Professor Lori Laffel

Professor Lori Laffel is Chief of the Pediatric, Adolescent and Young Adult Section and a Senior Investigator/Co-Head of the Section on Clinical, Behavioral and Outcomes Research at the Joslin Diabetes Center, as well as a Professor of Pediatrics at Harvard Medical School. Under Dr. Laffel’s leadership, the pediatric program at Joslin has more than quadrupled in size and is recognised worldwide as a major pediatric diabetes centre for clinical care and research.

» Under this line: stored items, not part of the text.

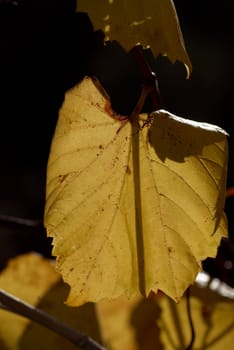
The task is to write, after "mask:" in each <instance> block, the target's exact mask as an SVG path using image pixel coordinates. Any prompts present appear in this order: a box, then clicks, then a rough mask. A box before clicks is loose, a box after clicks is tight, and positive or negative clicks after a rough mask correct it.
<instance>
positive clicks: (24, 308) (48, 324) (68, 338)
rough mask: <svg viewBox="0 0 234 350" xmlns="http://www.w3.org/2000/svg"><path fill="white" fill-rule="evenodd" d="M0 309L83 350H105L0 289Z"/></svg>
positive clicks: (4, 291) (42, 311)
mask: <svg viewBox="0 0 234 350" xmlns="http://www.w3.org/2000/svg"><path fill="white" fill-rule="evenodd" d="M0 308H2V309H4V310H7V311H10V312H14V313H16V314H18V315H21V316H23V317H26V318H29V319H30V320H32V321H35V322H37V323H39V324H41V325H43V326H45V327H47V328H49V329H50V330H52V331H54V332H55V333H57V334H59V335H61V336H63V337H64V338H66V339H68V340H69V341H70V342H71V343H73V344H74V345H76V346H78V347H80V348H81V349H84V350H106V349H105V348H104V347H102V346H101V345H100V344H98V343H97V342H96V341H94V340H93V339H91V338H90V337H88V336H86V335H83V334H82V333H80V332H79V331H78V330H76V329H74V328H71V327H69V326H68V325H67V324H65V323H63V322H61V321H59V320H57V319H56V318H54V317H53V316H51V315H49V314H47V313H45V312H44V311H42V310H40V309H37V308H36V307H34V306H32V305H29V304H27V303H25V302H23V301H22V300H20V299H18V298H16V297H14V296H13V295H11V294H9V293H7V292H5V291H4V290H2V289H0Z"/></svg>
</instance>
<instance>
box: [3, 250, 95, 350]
mask: <svg viewBox="0 0 234 350" xmlns="http://www.w3.org/2000/svg"><path fill="white" fill-rule="evenodd" d="M0 288H1V289H4V290H5V291H7V292H9V293H11V294H13V295H14V296H16V297H17V298H20V299H22V300H23V301H26V302H27V303H29V304H31V305H34V306H37V307H38V308H40V309H41V310H43V311H45V312H47V313H49V314H50V315H53V316H54V317H56V318H57V319H59V320H60V321H62V322H64V323H66V324H67V325H70V326H71V327H73V328H75V329H78V330H80V331H81V332H83V333H84V334H88V335H89V336H91V337H93V338H94V339H96V340H97V341H100V339H101V336H100V333H99V327H98V323H97V318H96V311H95V306H94V305H93V304H91V303H89V304H86V305H84V306H82V307H80V308H68V307H67V306H65V305H64V299H65V298H66V297H67V294H68V286H67V285H65V284H64V283H63V282H62V281H61V276H60V275H59V274H58V273H57V272H55V270H54V266H53V265H52V263H51V261H49V260H47V259H44V258H43V257H41V256H39V255H37V254H34V253H29V254H24V255H21V256H18V257H16V258H14V259H12V260H10V262H9V264H8V266H7V268H6V269H5V270H4V271H2V272H1V274H0ZM1 343H3V344H4V347H1ZM0 349H1V350H21V349H23V350H31V349H34V350H41V349H43V350H51V349H56V350H64V349H66V350H75V349H77V347H76V346H75V345H73V344H71V343H70V342H69V341H68V340H66V339H65V338H63V337H61V336H59V335H58V334H56V333H54V332H52V331H51V330H49V329H47V328H45V327H43V326H41V325H39V324H37V323H34V322H31V320H29V319H27V318H24V317H21V316H18V315H16V314H14V313H10V312H8V311H4V310H0Z"/></svg>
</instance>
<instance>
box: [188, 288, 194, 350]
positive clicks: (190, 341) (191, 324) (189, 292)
mask: <svg viewBox="0 0 234 350" xmlns="http://www.w3.org/2000/svg"><path fill="white" fill-rule="evenodd" d="M186 306H187V314H188V319H189V325H190V329H191V340H190V343H189V345H188V346H187V348H186V350H191V349H192V348H193V344H194V341H195V329H194V325H193V320H192V314H191V305H190V288H188V289H187V291H186Z"/></svg>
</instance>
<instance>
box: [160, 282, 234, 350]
mask: <svg viewBox="0 0 234 350" xmlns="http://www.w3.org/2000/svg"><path fill="white" fill-rule="evenodd" d="M191 291H192V294H191V297H190V306H191V316H192V321H193V325H194V330H195V340H194V344H193V349H209V350H221V349H232V348H233V339H234V312H233V311H234V301H233V300H231V299H228V298H225V297H222V296H219V295H218V294H217V293H214V292H212V291H210V290H209V289H208V288H204V289H200V288H199V287H193V288H192V289H191ZM157 300H158V303H159V306H160V307H161V309H162V312H161V318H160V319H159V320H158V321H157V324H158V326H159V327H160V330H161V336H160V338H161V341H162V343H163V345H164V348H165V349H166V350H174V349H186V346H188V344H189V343H190V340H191V329H190V324H189V320H188V312H187V307H186V299H185V298H183V299H182V300H181V301H180V302H179V303H178V304H175V303H173V302H172V301H171V300H169V299H168V298H166V297H163V298H157Z"/></svg>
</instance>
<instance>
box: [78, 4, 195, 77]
mask: <svg viewBox="0 0 234 350" xmlns="http://www.w3.org/2000/svg"><path fill="white" fill-rule="evenodd" d="M77 9H78V10H79V11H84V12H87V13H88V15H89V17H90V19H91V21H92V22H93V24H94V28H95V29H96V30H97V29H102V30H103V31H104V32H105V34H106V37H107V39H110V40H117V41H118V42H119V43H120V44H121V45H122V46H123V47H125V48H126V49H127V50H129V49H131V48H132V47H133V46H134V45H135V44H137V43H141V44H142V45H143V46H146V45H149V46H150V47H151V49H152V51H153V53H154V55H155V57H156V56H158V55H159V54H162V55H166V56H168V58H169V59H170V60H171V61H172V62H173V63H174V62H175V61H177V60H178V61H181V62H182V63H184V65H185V67H186V69H187V77H189V74H190V72H191V70H192V65H191V62H190V59H189V57H188V54H187V52H186V48H185V44H184V40H183V36H182V33H181V30H180V25H179V21H178V17H177V14H176V9H175V6H174V3H173V1H172V0H144V1H142V0H96V1H92V0H91V1H88V0H79V1H78V7H77Z"/></svg>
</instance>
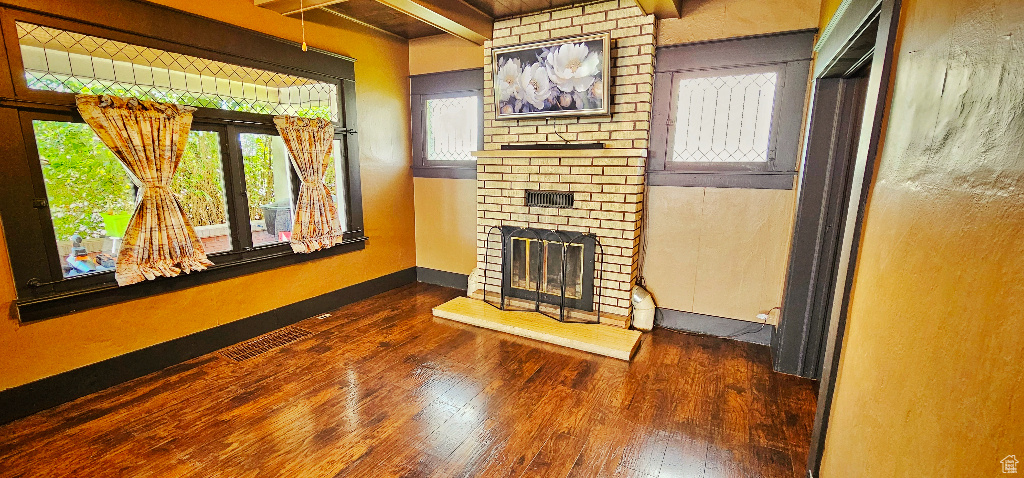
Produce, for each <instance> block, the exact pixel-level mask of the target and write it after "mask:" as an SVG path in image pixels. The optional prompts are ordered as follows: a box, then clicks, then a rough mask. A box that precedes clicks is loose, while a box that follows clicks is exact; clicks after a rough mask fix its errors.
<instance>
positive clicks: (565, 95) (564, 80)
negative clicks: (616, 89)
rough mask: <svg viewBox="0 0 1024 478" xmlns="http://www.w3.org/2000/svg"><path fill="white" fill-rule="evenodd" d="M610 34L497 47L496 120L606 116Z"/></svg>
mask: <svg viewBox="0 0 1024 478" xmlns="http://www.w3.org/2000/svg"><path fill="white" fill-rule="evenodd" d="M610 47H611V35H610V34H609V33H608V32H603V33H595V34H588V35H575V36H571V37H562V38H556V39H552V40H544V41H540V42H530V43H524V44H520V45H511V46H506V47H501V48H494V49H493V50H492V52H490V54H492V63H490V64H492V74H490V75H492V80H493V85H494V88H493V89H494V99H495V118H496V119H497V120H516V119H520V118H550V117H584V116H607V115H609V113H610V111H611V110H610V107H609V105H608V103H609V102H610V99H611V98H610V92H611V85H610V81H609V78H610V76H609V75H608V70H609V62H610V57H611V54H610V53H611V52H610Z"/></svg>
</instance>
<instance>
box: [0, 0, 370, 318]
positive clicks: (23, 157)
mask: <svg viewBox="0 0 1024 478" xmlns="http://www.w3.org/2000/svg"><path fill="white" fill-rule="evenodd" d="M4 3H5V4H9V3H11V2H9V1H5V2H4ZM13 3H15V5H18V4H23V3H24V4H25V5H20V6H24V7H25V8H26V10H23V9H15V8H9V7H0V29H2V30H0V34H2V36H3V42H2V46H3V47H2V48H0V64H4V66H6V67H7V69H6V70H7V71H6V72H0V134H4V135H5V137H6V138H8V139H7V140H5V141H3V142H2V143H0V157H2V158H3V159H4V161H0V174H3V175H4V176H5V177H6V178H8V180H9V181H10V187H7V186H5V187H4V188H2V189H3V190H2V191H0V217H2V218H3V226H4V235H5V237H6V241H7V246H8V255H9V257H10V263H11V269H12V272H13V275H14V283H15V290H16V292H17V297H18V299H17V301H16V302H15V305H16V308H17V311H18V315H19V318H20V320H22V321H31V320H38V319H42V318H48V317H53V316H57V315H63V314H67V313H70V312H74V311H78V310H83V309H87V308H92V307H98V306H103V305H111V304H116V303H120V302H124V301H127V300H132V299H138V298H141V297H147V296H152V295H157V294H162V293H166V292H171V291H177V290H182V289H187V288H190V287H195V286H199V285H203V284H209V283H213V281H217V280H223V279H225V278H230V277H234V276H239V275H244V274H248V273H253V272H258V271H262V270H268V269H272V268H276V267H282V266H285V265H290V264H297V263H301V262H305V261H309V260H315V259H321V258H325V257H330V256H335V255H338V254H344V253H347V252H352V251H357V250H361V249H364V248H365V242H366V241H367V237H366V236H365V235H364V225H362V202H361V186H360V182H359V168H358V143H357V135H356V131H355V130H354V128H352V126H354V124H355V88H354V69H353V68H352V61H353V60H352V59H351V58H345V57H341V56H339V55H334V54H330V53H327V52H322V51H316V50H312V49H311V50H310V51H307V52H305V53H302V54H299V52H298V46H297V45H291V44H289V42H285V41H283V40H279V39H274V38H272V37H267V36H265V35H262V34H258V33H255V32H251V31H247V30H243V29H240V28H237V27H233V26H228V25H225V24H220V23H216V21H213V20H209V19H206V18H201V17H197V16H193V15H189V14H187V13H183V12H179V11H176V10H172V9H169V8H165V7H160V6H156V5H148V4H140V3H137V2H132V1H130V0H108V1H106V2H105V3H104V4H106V6H108V8H112V9H116V10H119V9H120V10H121V11H123V12H125V13H126V14H127V13H133V14H135V15H136V16H135V17H134V19H133V20H132V23H131V24H130V25H120V24H125V23H126V20H125V19H124V18H125V17H123V16H121V17H118V16H111V14H110V13H109V12H108V11H106V10H104V9H90V8H82V7H81V6H80V5H74V4H72V3H70V2H61V1H49V0H46V1H42V2H28V1H24V2H23V1H14V2H13ZM41 3H43V4H45V5H40V4H41ZM28 8H33V9H35V8H46V9H47V13H51V14H40V13H36V12H34V11H27V10H28ZM15 21H26V23H31V24H35V25H41V26H45V27H51V28H55V29H60V30H67V31H72V32H76V33H81V34H85V35H92V36H97V37H101V38H108V39H112V40H117V41H122V42H125V43H129V44H134V45H139V46H144V47H152V48H159V49H163V50H167V51H172V52H176V53H183V54H189V55H194V56H199V57H202V58H207V59H214V60H220V61H225V62H229V63H233V64H239V66H244V67H252V68H259V69H263V70H268V71H272V72H278V73H284V74H290V75H295V76H300V77H305V78H311V79H315V80H319V81H326V82H330V83H333V84H335V85H337V88H338V89H337V92H338V98H337V103H338V121H337V122H335V139H336V140H340V143H341V147H342V151H341V153H342V160H343V163H342V164H341V165H340V166H341V167H342V168H343V171H339V172H338V173H339V175H341V177H340V179H342V182H343V186H342V187H343V188H344V195H345V199H346V204H345V205H344V206H345V207H346V214H345V217H346V222H347V224H346V233H345V235H344V237H343V242H342V244H340V245H338V246H335V247H333V248H330V249H327V250H323V251H317V252H314V253H310V254H296V253H293V252H292V250H291V247H290V246H289V245H288V244H287V243H279V244H273V245H266V246H261V247H255V248H254V247H252V244H251V235H250V233H249V222H248V220H249V215H248V200H247V195H246V192H245V177H244V173H243V171H244V169H243V168H242V164H243V163H242V157H241V144H240V141H239V134H240V133H243V132H254V133H264V134H272V135H279V132H278V131H276V128H275V127H274V125H273V121H272V116H270V115H260V114H252V113H244V112H230V111H223V110H216V108H206V107H199V108H197V111H196V113H195V114H194V123H193V125H194V127H193V129H196V130H211V131H217V132H218V133H220V135H221V136H220V137H221V161H222V168H223V174H224V193H225V195H226V197H227V203H228V206H227V208H228V225H229V227H230V229H231V243H232V250H231V251H229V252H222V253H215V254H210V256H209V257H210V259H211V261H213V262H214V264H215V265H214V266H212V267H210V268H209V269H208V270H205V271H201V272H196V273H191V274H182V275H180V276H177V277H160V278H157V279H155V280H146V281H143V283H140V284H135V285H131V286H126V287H118V286H117V284H116V281H115V280H114V273H113V272H100V273H94V274H84V275H81V276H76V277H69V278H67V279H66V278H63V277H62V274H61V273H60V271H59V258H58V257H57V255H56V243H55V233H54V231H53V227H52V222H51V220H50V213H49V209H48V207H47V206H42V205H40V203H39V202H38V200H39V199H45V198H47V195H46V191H45V184H44V181H43V177H42V170H41V166H40V163H39V157H38V150H37V147H36V144H35V132H34V129H33V127H32V120H34V119H36V120H52V121H70V122H82V120H81V117H80V115H79V114H78V110H77V106H76V105H75V94H74V93H66V92H53V91H41V90H33V89H29V88H28V85H27V82H26V80H25V75H24V67H23V63H22V59H20V46H19V43H18V39H17V35H16V33H15V32H16V30H15ZM97 25H104V27H98V26H97ZM126 27H130V29H129V28H126ZM200 44H206V45H207V46H208V47H209V48H200V47H198V46H196V45H200ZM260 56H262V59H253V58H254V57H260ZM289 168H294V167H293V166H292V165H291V164H289ZM292 182H293V186H294V187H293V190H292V194H293V201H294V200H295V198H294V197H296V195H297V193H298V175H297V174H295V173H294V170H293V171H292ZM239 211H245V214H239V213H238V212H239ZM241 231H244V232H245V233H244V234H243V233H241ZM50 243H52V244H50Z"/></svg>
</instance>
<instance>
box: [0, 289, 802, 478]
mask: <svg viewBox="0 0 1024 478" xmlns="http://www.w3.org/2000/svg"><path fill="white" fill-rule="evenodd" d="M459 294H460V293H459V292H458V291H455V290H451V289H444V288H439V287H434V286H427V285H422V284H417V285H412V286H408V287H404V288H401V289H398V290H395V291H392V292H389V293H386V294H383V295H380V296H377V297H374V298H371V299H368V300H366V301H362V302H358V303H355V304H352V305H349V306H346V307H343V308H341V309H338V310H336V311H335V312H334V313H333V314H332V315H331V316H330V317H328V318H323V319H308V320H304V321H302V322H300V323H299V324H300V327H302V328H303V329H305V330H308V331H311V332H313V333H314V335H313V336H312V337H308V338H306V339H302V340H300V341H298V342H294V343H292V344H289V345H287V346H284V347H282V348H279V349H274V350H272V351H270V352H267V353H264V354H262V355H260V356H257V357H255V358H251V359H248V360H245V361H242V362H234V361H232V360H229V359H226V358H224V357H221V356H220V355H218V354H210V355H205V356H202V357H199V358H196V359H194V360H189V361H187V362H184V363H181V364H179V365H175V366H172V367H169V368H167V370H164V371H162V372H159V373H156V374H153V375H150V376H146V377H142V378H140V379H137V380H134V381H132V382H129V383H126V384H122V385H119V386H117V387H114V388H111V389H108V390H104V391H102V392H99V393H96V394H93V395H90V396H87V397H83V398H81V399H79V400H76V401H74V402H71V403H68V404H65V405H61V406H58V407H56V408H52V409H49V410H46V411H43V412H40V414H37V415H35V416H32V417H29V418H26V419H23V420H20V421H17V422H14V423H12V424H9V425H7V426H4V427H0V476H3V477H7V476H25V477H37V476H45V477H65V476H68V477H86V476H87V477H105V476H117V477H122V476H131V477H139V476H161V477H163V476H171V477H176V476H197V477H210V476H223V477H264V476H271V477H273V476H283V477H307V476H308V477H344V476H351V477H375V476H409V477H456V476H459V477H476V476H486V477H492V476H494V477H519V476H551V477H587V476H609V477H610V476H632V477H659V476H663V477H670V476H672V477H720V476H736V477H748V476H751V477H762V476H763V477H798V476H804V475H805V471H804V466H805V464H806V461H807V446H808V443H809V437H810V431H811V423H812V421H813V416H814V400H815V396H814V388H813V386H812V385H813V383H812V382H811V381H808V380H803V379H798V378H794V377H788V376H783V375H779V374H775V373H773V372H772V371H771V365H770V360H769V355H768V350H767V348H764V347H760V346H754V345H750V344H744V343H740V342H733V341H726V340H720V339H711V338H705V337H696V336H689V335H682V334H676V333H673V332H669V331H666V330H655V331H654V332H653V333H651V334H645V335H644V338H643V340H642V343H641V345H640V350H639V351H638V352H637V354H636V356H635V358H634V361H633V362H625V361H622V360H617V359H614V358H609V357H601V356H597V355H592V354H588V353H586V352H578V351H574V350H569V349H565V348H562V347H557V346H552V345H548V344H543V343H539V342H535V341H530V340H528V339H522V338H518V337H514V336H509V335H506V334H501V333H498V332H493V331H487V330H483V329H478V328H474V327H471V325H466V324H462V323H458V322H453V321H450V320H445V319H441V318H435V317H433V316H431V312H430V310H431V308H432V307H434V306H436V305H438V304H441V303H443V302H444V301H446V300H450V299H452V298H454V297H457V296H458V295H459Z"/></svg>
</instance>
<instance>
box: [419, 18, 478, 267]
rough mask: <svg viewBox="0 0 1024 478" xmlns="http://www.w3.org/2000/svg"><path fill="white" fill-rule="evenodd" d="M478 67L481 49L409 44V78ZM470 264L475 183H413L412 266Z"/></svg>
mask: <svg viewBox="0 0 1024 478" xmlns="http://www.w3.org/2000/svg"><path fill="white" fill-rule="evenodd" d="M474 68H483V47H482V46H480V45H477V44H475V43H471V42H468V41H466V40H463V39H461V38H456V37H454V36H452V35H446V34H445V35H437V36H434V37H426V38H419V39H416V40H410V41H409V73H410V75H423V74H428V73H440V72H454V71H459V70H468V69H474ZM475 263H476V180H475V179H442V178H416V265H417V266H418V267H426V268H429V269H437V270H443V271H446V272H456V273H460V274H469V273H470V272H472V271H473V267H474V266H475Z"/></svg>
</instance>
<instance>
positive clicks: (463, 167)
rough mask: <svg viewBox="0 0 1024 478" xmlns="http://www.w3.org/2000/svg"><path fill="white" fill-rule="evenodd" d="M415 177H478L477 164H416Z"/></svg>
mask: <svg viewBox="0 0 1024 478" xmlns="http://www.w3.org/2000/svg"><path fill="white" fill-rule="evenodd" d="M413 177H418V178H446V179H476V165H475V164H474V165H472V166H414V167H413Z"/></svg>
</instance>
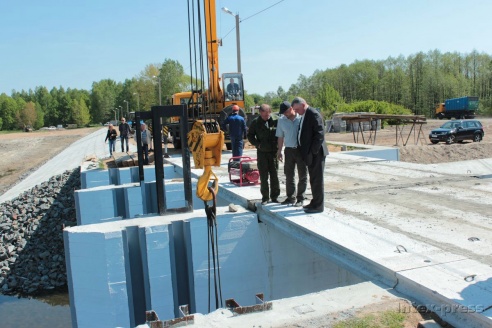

Dr. Laffel has been Principal Investigator on multiple NIH and foundation funded grants and the Principal Investigator and Program Director of NIH-funded postdoctoral fellowship and early career development training grants for pediatric endocrinologists entering the field of diabetes research. She has published more than 200 articles in peer reviewed journals. She also has been a member of the advisory board of the International Society of Pediatric and Adolescent Diabetes (ISPAD) and a member of the Clinical Advisory Committee for the JDRF. She is currently a member of the JDRF’s Research Advisory Committee.

She is actively involved with the American Diabetes Association (ADA), as a member of the Boston Leadership Board, a recent past member of the National Board of Directors of the ADA, past member of the National Committee for Professional Practice Guidelines, chair on the ADA’s Working Group on Transitions in Care for Young Adults with Diabetes, and past chair of ADA’s Youth Strategies Committee. She was Co-Chair of the JDRF CGM Study. She was also the co-editor on the recently released ADA-JDRF Sourcebook on Type 1 Diabetes through the Life. She is recipient of the American Diabetes Association’s 2015 Outstanding Physician-Clinician Award, the Greater Boston Chamber of Commerce 2016 Pinnacle Award, and the 2016 University of Miami School of Medicine Hall of Fame Award.

Her research focuses on understanding and overcoming challenges to adherence in patients with diabetes in order to improve glycemic control, biomedical, and psychosocial outcomes; and optimizing use of diabetes technologies, including automated insulin delivery systems.